Взрослый отличается от ребенка верой в то, что чудес не бывает, и их не бывает. Но, вдруг, все же найдется та единственная дверь, ведущая к чуду, то есть к чему-то алогичному и неожиданному, когда самые невыполнимые желания исполняются, а закон сохранения и превращения энергии получает под дых.

Столько примеров и случаев доказывают обратное, столько было написано на эту тему рассказов, снято фильмов. Жалкая и ничтожная концовка у подобных историй. Но наша все еще идет. И конец не написан. И финал можно лишь угадать. Сама жизнь – сценарист и писатель. Человеческая психика – источник авангарда, сюрреализма и иррациональности. Время – корректор в ту или иную сторону экрана. А судьба есть?

* * *

Посреди широкой улицы или узкой, или бог знает, где еще, лень перечислять, вдруг осознаешь, что ты один на всем белом свете. Что оболочка тела отделяет от белого света твои мысли, что они разнят тебя со всем вокруг, и нет возможности измениться и сродниться с чем-то. Тогда чувствуешь себя холодным и желчным, приходится быть сильным, хищным, ведь ты один в любых твоих поступках и чувствах. Приходится доказывать себе право быть таким. Даже лежа в постели с любимым, ты один.

Это заставляет остановиться в недоумении посреди улицы, уцепиться за что-то, осмотреться вокруг, найти в этом хоть какую-нибудь красоту и надежду, такую, чтобы жить во всем этом стало чуточку легче. Пусть это будет кадр неба. Или разноцветные машинки, с шумом проносящиеся мимо, или купол белой церквушки, или попросту ветер.

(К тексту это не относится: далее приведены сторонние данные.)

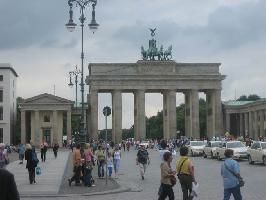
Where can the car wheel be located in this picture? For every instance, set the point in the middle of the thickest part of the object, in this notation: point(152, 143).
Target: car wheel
point(264, 160)
point(250, 160)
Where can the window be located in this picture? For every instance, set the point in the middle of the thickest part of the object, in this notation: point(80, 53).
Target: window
point(1, 135)
point(46, 118)
point(1, 113)
point(1, 95)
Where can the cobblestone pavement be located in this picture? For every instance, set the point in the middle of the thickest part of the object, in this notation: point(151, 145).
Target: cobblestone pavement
point(207, 173)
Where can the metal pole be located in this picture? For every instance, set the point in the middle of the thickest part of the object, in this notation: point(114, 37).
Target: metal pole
point(106, 149)
point(76, 81)
point(82, 19)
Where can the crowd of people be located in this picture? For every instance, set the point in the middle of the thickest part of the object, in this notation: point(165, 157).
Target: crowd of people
point(106, 158)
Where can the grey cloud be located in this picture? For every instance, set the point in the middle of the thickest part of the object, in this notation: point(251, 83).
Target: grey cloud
point(24, 23)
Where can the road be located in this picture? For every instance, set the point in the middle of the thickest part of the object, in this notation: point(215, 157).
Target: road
point(207, 173)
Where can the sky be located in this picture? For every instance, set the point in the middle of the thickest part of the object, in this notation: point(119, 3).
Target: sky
point(33, 38)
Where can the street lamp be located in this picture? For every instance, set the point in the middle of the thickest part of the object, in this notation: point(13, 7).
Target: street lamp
point(74, 73)
point(82, 4)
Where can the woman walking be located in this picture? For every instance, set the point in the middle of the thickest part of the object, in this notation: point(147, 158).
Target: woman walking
point(31, 157)
point(185, 172)
point(166, 188)
point(117, 158)
point(230, 172)
point(100, 161)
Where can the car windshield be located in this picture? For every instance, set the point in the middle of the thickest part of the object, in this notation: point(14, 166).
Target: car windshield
point(216, 144)
point(263, 145)
point(197, 143)
point(235, 145)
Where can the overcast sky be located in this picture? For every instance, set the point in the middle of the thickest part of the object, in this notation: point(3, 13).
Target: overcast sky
point(34, 40)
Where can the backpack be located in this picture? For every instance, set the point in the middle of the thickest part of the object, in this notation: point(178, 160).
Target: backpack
point(34, 158)
point(142, 157)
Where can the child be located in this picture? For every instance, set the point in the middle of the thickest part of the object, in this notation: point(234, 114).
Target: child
point(110, 163)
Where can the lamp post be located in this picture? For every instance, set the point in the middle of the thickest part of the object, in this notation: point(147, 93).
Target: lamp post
point(74, 73)
point(82, 4)
point(106, 113)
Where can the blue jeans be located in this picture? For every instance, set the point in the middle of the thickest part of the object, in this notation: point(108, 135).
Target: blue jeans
point(235, 191)
point(110, 171)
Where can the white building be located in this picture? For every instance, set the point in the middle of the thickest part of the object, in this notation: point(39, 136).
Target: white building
point(8, 103)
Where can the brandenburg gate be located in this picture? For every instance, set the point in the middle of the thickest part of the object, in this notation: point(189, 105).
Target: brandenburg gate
point(156, 76)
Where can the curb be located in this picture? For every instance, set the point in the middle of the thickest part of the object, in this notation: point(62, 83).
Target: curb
point(119, 190)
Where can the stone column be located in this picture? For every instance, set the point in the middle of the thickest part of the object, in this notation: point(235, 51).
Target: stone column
point(37, 135)
point(139, 115)
point(261, 123)
point(210, 112)
point(94, 114)
point(195, 114)
point(218, 113)
point(188, 122)
point(69, 131)
point(227, 122)
point(250, 124)
point(54, 137)
point(246, 123)
point(169, 114)
point(241, 124)
point(192, 114)
point(23, 127)
point(116, 116)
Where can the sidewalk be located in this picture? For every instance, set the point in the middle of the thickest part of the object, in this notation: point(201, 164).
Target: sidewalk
point(48, 183)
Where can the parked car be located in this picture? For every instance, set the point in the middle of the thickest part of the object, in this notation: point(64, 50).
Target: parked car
point(196, 147)
point(240, 150)
point(257, 152)
point(145, 143)
point(210, 149)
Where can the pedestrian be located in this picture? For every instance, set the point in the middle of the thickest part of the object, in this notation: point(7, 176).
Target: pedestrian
point(230, 171)
point(3, 156)
point(32, 161)
point(100, 161)
point(167, 174)
point(88, 156)
point(76, 166)
point(142, 160)
point(117, 158)
point(110, 164)
point(55, 149)
point(185, 172)
point(21, 152)
point(8, 187)
point(43, 147)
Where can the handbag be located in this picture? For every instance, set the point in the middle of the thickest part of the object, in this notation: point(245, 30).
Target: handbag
point(178, 174)
point(239, 178)
point(38, 170)
point(173, 180)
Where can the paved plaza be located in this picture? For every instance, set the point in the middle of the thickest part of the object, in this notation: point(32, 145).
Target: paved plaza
point(132, 187)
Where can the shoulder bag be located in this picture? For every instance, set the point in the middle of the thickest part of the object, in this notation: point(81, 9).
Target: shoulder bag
point(178, 174)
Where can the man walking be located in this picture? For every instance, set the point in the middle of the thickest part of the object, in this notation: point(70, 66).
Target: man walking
point(21, 152)
point(230, 172)
point(142, 160)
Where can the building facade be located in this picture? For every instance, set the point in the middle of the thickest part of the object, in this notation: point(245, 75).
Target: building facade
point(42, 119)
point(245, 118)
point(165, 77)
point(8, 103)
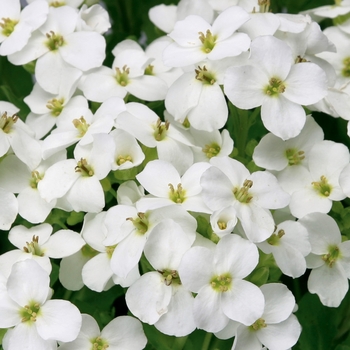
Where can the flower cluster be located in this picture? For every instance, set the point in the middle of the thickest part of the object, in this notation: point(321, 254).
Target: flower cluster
point(143, 173)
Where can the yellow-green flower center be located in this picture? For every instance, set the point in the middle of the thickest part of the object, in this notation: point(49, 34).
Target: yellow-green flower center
point(275, 238)
point(186, 123)
point(6, 122)
point(140, 223)
point(203, 75)
point(54, 41)
point(160, 130)
point(84, 168)
point(30, 312)
point(34, 180)
point(33, 247)
point(294, 156)
point(258, 324)
point(222, 225)
point(242, 194)
point(88, 251)
point(149, 70)
point(99, 343)
point(208, 41)
point(8, 26)
point(122, 75)
point(170, 277)
point(123, 159)
point(81, 125)
point(221, 283)
point(264, 6)
point(56, 106)
point(275, 87)
point(211, 150)
point(346, 67)
point(57, 3)
point(110, 250)
point(332, 256)
point(178, 195)
point(322, 186)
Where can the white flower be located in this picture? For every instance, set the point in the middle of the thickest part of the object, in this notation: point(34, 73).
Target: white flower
point(130, 73)
point(39, 244)
point(60, 50)
point(202, 100)
point(196, 40)
point(277, 328)
point(78, 180)
point(145, 125)
point(289, 246)
point(8, 209)
point(129, 230)
point(166, 186)
point(329, 259)
point(158, 297)
point(319, 185)
point(121, 333)
point(217, 276)
point(16, 135)
point(275, 83)
point(38, 322)
point(228, 182)
point(47, 109)
point(288, 158)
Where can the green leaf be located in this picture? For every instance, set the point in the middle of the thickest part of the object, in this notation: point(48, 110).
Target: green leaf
point(2, 333)
point(318, 323)
point(54, 273)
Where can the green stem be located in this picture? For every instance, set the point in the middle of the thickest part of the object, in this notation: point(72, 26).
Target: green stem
point(179, 343)
point(207, 340)
point(239, 125)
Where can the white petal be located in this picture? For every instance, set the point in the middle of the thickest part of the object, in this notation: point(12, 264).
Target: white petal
point(97, 272)
point(279, 302)
point(124, 332)
point(280, 336)
point(178, 321)
point(244, 86)
point(196, 268)
point(306, 84)
point(84, 50)
point(27, 282)
point(244, 302)
point(329, 283)
point(156, 177)
point(282, 117)
point(166, 245)
point(208, 310)
point(32, 207)
point(59, 320)
point(86, 194)
point(8, 209)
point(57, 246)
point(148, 298)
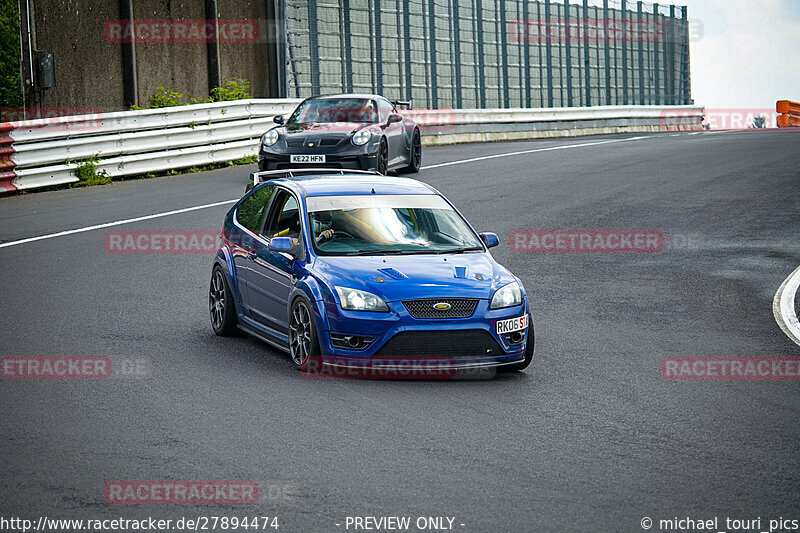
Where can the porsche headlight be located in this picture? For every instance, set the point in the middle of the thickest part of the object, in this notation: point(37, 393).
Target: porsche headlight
point(355, 300)
point(507, 296)
point(361, 137)
point(269, 138)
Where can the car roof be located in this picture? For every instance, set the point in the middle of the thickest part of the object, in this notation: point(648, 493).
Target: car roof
point(351, 95)
point(352, 184)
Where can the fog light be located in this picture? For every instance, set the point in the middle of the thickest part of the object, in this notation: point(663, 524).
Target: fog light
point(350, 342)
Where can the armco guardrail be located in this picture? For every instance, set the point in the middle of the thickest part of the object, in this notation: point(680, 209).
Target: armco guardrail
point(481, 125)
point(790, 114)
point(40, 153)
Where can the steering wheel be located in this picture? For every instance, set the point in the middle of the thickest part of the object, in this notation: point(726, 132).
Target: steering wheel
point(341, 235)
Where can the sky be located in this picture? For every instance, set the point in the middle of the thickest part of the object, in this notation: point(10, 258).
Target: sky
point(744, 53)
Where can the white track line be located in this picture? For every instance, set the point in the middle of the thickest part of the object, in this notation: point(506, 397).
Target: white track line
point(115, 223)
point(195, 208)
point(783, 306)
point(532, 151)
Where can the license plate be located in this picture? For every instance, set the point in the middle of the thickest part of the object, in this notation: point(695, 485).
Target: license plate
point(307, 159)
point(512, 324)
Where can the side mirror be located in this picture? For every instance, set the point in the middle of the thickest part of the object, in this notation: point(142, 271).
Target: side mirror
point(490, 239)
point(280, 244)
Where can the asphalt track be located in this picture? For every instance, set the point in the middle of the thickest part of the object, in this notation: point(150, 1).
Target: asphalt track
point(589, 438)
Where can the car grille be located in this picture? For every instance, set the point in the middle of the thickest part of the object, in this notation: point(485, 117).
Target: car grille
point(446, 344)
point(330, 141)
point(296, 142)
point(459, 307)
point(321, 142)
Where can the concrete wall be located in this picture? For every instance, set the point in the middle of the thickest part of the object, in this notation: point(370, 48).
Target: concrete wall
point(89, 68)
point(247, 61)
point(180, 67)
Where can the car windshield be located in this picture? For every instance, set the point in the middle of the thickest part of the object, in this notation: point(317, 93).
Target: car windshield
point(326, 110)
point(387, 224)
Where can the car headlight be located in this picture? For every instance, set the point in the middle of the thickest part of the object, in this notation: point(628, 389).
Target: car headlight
point(507, 296)
point(361, 137)
point(269, 138)
point(355, 300)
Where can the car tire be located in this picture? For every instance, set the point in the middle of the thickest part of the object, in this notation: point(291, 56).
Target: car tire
point(415, 157)
point(382, 164)
point(220, 305)
point(303, 341)
point(529, 342)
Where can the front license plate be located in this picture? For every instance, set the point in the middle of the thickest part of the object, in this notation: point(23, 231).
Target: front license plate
point(512, 324)
point(307, 159)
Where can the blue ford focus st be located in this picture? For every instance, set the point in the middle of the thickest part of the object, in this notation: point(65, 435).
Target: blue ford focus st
point(355, 269)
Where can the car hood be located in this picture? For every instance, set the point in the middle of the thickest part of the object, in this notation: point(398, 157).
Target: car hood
point(469, 275)
point(323, 128)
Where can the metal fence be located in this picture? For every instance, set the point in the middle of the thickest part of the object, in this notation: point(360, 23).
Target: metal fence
point(490, 53)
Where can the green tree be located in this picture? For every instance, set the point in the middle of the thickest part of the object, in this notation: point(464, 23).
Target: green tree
point(10, 86)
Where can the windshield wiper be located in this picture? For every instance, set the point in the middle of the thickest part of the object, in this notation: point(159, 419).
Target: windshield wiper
point(460, 250)
point(377, 252)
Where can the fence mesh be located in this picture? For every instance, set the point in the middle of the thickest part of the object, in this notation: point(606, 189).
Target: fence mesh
point(490, 53)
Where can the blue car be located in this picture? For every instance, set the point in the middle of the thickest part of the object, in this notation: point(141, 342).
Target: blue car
point(353, 269)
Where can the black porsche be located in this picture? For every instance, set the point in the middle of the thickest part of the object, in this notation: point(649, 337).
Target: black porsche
point(349, 131)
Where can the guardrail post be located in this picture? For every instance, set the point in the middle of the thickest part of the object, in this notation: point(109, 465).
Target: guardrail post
point(607, 52)
point(656, 53)
point(623, 19)
point(130, 90)
point(407, 51)
point(640, 14)
point(347, 47)
point(481, 63)
point(568, 45)
point(212, 46)
point(587, 64)
point(686, 71)
point(526, 52)
point(549, 52)
point(378, 48)
point(313, 33)
point(504, 55)
point(670, 60)
point(434, 103)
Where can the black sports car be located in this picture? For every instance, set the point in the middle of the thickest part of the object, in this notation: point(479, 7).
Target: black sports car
point(352, 131)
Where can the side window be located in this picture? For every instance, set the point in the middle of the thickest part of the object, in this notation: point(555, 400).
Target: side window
point(251, 211)
point(284, 217)
point(384, 110)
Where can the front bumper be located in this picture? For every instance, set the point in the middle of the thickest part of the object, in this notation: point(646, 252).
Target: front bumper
point(398, 338)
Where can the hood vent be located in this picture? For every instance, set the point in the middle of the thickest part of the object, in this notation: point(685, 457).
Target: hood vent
point(392, 273)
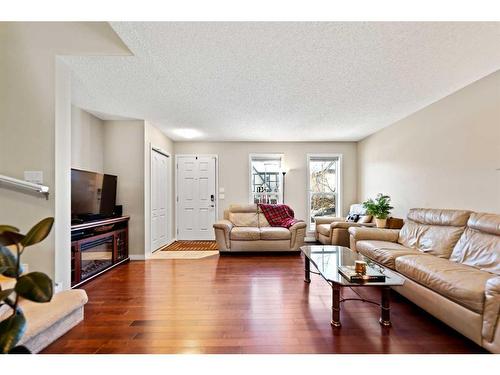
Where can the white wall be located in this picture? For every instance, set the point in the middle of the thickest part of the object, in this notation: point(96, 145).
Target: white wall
point(153, 137)
point(28, 117)
point(124, 157)
point(87, 141)
point(234, 173)
point(446, 155)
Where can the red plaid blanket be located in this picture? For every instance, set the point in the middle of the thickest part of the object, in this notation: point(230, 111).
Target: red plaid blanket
point(278, 215)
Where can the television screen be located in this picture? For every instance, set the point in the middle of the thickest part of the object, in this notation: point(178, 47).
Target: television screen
point(93, 195)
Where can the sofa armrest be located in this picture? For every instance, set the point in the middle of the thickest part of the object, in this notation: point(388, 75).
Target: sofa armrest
point(491, 309)
point(376, 234)
point(222, 229)
point(327, 219)
point(350, 224)
point(298, 232)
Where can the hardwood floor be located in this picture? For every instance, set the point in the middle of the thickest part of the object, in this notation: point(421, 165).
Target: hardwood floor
point(242, 304)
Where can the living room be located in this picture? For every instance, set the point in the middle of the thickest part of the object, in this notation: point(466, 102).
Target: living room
point(250, 187)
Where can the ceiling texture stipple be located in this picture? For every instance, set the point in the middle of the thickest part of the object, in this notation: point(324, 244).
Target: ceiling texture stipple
point(299, 81)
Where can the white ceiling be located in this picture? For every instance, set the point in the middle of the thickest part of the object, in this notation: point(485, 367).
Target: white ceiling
point(283, 81)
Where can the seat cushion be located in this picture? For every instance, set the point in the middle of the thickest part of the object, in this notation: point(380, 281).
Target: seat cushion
point(433, 231)
point(244, 219)
point(324, 229)
point(275, 233)
point(479, 245)
point(245, 233)
point(384, 252)
point(462, 284)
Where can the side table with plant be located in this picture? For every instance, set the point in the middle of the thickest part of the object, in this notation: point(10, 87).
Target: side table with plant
point(380, 208)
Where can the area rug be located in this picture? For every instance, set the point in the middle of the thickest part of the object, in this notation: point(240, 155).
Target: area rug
point(180, 255)
point(192, 246)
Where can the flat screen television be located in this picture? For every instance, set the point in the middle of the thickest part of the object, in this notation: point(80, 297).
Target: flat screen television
point(93, 195)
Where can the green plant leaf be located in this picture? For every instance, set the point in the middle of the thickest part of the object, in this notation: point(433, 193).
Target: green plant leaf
point(9, 228)
point(8, 262)
point(8, 238)
point(35, 286)
point(5, 293)
point(39, 232)
point(11, 331)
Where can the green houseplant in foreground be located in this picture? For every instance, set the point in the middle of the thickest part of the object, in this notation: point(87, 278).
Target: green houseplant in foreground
point(380, 208)
point(34, 286)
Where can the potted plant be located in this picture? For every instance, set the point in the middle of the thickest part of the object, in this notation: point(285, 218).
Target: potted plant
point(33, 286)
point(379, 208)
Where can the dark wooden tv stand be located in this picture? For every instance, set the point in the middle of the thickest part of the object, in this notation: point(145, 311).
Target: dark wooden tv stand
point(96, 247)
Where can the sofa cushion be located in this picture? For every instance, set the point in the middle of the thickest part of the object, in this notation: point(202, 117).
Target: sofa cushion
point(384, 252)
point(479, 245)
point(263, 221)
point(433, 231)
point(244, 219)
point(463, 284)
point(275, 233)
point(245, 233)
point(324, 229)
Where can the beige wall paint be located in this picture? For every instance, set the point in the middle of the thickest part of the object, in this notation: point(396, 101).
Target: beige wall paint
point(446, 155)
point(154, 137)
point(87, 141)
point(234, 174)
point(27, 115)
point(124, 157)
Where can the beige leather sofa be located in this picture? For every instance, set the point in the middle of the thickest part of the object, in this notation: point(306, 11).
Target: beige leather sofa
point(245, 228)
point(46, 322)
point(335, 230)
point(450, 260)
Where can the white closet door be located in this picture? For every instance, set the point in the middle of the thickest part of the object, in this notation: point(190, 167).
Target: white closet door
point(159, 199)
point(196, 204)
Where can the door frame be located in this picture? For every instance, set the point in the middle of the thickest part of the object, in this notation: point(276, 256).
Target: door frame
point(152, 149)
point(176, 197)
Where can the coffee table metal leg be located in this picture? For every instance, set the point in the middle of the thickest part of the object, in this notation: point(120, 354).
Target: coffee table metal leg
point(385, 307)
point(335, 306)
point(307, 270)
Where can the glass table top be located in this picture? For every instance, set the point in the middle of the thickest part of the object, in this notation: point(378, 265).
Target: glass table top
point(326, 259)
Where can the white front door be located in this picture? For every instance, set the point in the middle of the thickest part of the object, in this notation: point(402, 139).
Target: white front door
point(159, 199)
point(196, 201)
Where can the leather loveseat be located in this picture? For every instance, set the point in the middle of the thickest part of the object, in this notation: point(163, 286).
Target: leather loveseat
point(450, 260)
point(245, 228)
point(334, 230)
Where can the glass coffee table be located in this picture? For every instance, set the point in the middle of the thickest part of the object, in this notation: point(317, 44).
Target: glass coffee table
point(326, 259)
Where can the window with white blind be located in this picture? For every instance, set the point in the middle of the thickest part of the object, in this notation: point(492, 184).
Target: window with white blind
point(266, 178)
point(324, 172)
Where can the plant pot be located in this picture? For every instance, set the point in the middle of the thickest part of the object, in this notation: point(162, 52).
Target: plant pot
point(380, 223)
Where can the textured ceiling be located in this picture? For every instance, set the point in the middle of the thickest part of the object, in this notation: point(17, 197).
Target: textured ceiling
point(283, 81)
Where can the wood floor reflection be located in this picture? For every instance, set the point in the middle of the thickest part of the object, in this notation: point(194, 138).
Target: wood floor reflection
point(242, 304)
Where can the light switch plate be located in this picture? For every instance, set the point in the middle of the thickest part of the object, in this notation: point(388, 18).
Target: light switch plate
point(35, 177)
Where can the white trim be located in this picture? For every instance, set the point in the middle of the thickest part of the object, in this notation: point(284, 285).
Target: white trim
point(280, 156)
point(216, 195)
point(339, 209)
point(169, 193)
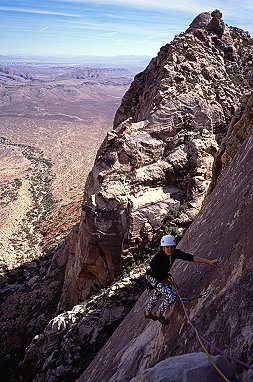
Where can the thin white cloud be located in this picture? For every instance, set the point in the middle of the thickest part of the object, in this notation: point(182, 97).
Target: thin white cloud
point(38, 11)
point(229, 7)
point(108, 34)
point(43, 29)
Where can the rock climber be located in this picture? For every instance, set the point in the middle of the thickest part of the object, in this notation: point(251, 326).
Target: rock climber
point(157, 276)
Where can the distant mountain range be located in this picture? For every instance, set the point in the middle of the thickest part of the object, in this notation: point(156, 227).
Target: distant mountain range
point(127, 61)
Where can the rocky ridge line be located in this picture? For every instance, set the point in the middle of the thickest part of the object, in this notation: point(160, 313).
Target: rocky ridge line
point(160, 154)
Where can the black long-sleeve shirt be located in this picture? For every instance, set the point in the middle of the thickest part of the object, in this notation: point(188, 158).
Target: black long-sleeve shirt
point(161, 263)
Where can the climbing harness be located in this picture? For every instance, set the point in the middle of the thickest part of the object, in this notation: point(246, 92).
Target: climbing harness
point(201, 295)
point(202, 339)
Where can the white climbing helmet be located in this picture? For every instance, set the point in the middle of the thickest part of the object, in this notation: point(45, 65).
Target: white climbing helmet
point(168, 241)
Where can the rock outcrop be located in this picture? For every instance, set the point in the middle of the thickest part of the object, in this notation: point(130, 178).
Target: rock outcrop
point(72, 339)
point(187, 368)
point(160, 154)
point(223, 229)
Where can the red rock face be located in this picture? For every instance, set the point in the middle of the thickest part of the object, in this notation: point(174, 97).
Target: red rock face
point(160, 154)
point(223, 229)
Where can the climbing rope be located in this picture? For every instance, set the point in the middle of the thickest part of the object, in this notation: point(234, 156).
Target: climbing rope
point(202, 339)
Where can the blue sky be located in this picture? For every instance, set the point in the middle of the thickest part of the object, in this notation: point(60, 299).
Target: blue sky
point(105, 27)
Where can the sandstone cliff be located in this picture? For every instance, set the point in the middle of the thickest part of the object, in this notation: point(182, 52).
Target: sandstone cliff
point(223, 229)
point(160, 154)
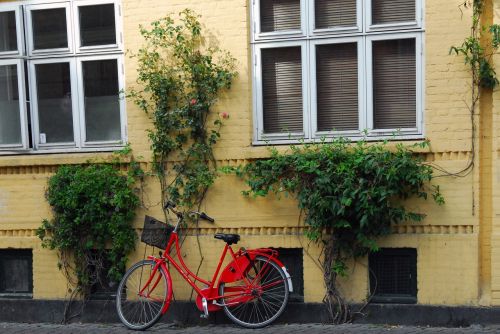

Остановка – лишь промежуточное состояние движения. Но так как не бывает абсолютно плавных движений, все движения прерывисты, состоят из множества остановок. Как пленка из кадров.

Бар "WC"

(концептуальный рассказ)

Ощущая приятное расслабление, застегиваю молнию на джинсах. Длинная узкая дверь с заржавелой щеколдой надежно укрывает меня от внешнего мира. Спешить некуда, сползаю по стене на пол, сажусь по-турецки, смотрю на узкую комнатку и обычный, прикрученный стальными болтами к коричневому кафельному полу, ворчащий струями смыва, унитаз. Кремовые, крашенные водоэмульсионкой, стены. Местами проступают лысины голого цемента. Воображение обрабатывает эти серые островки облупившейся краски, они кажутся извивающимися чудищами, которые недобро посмеиваются надо мной.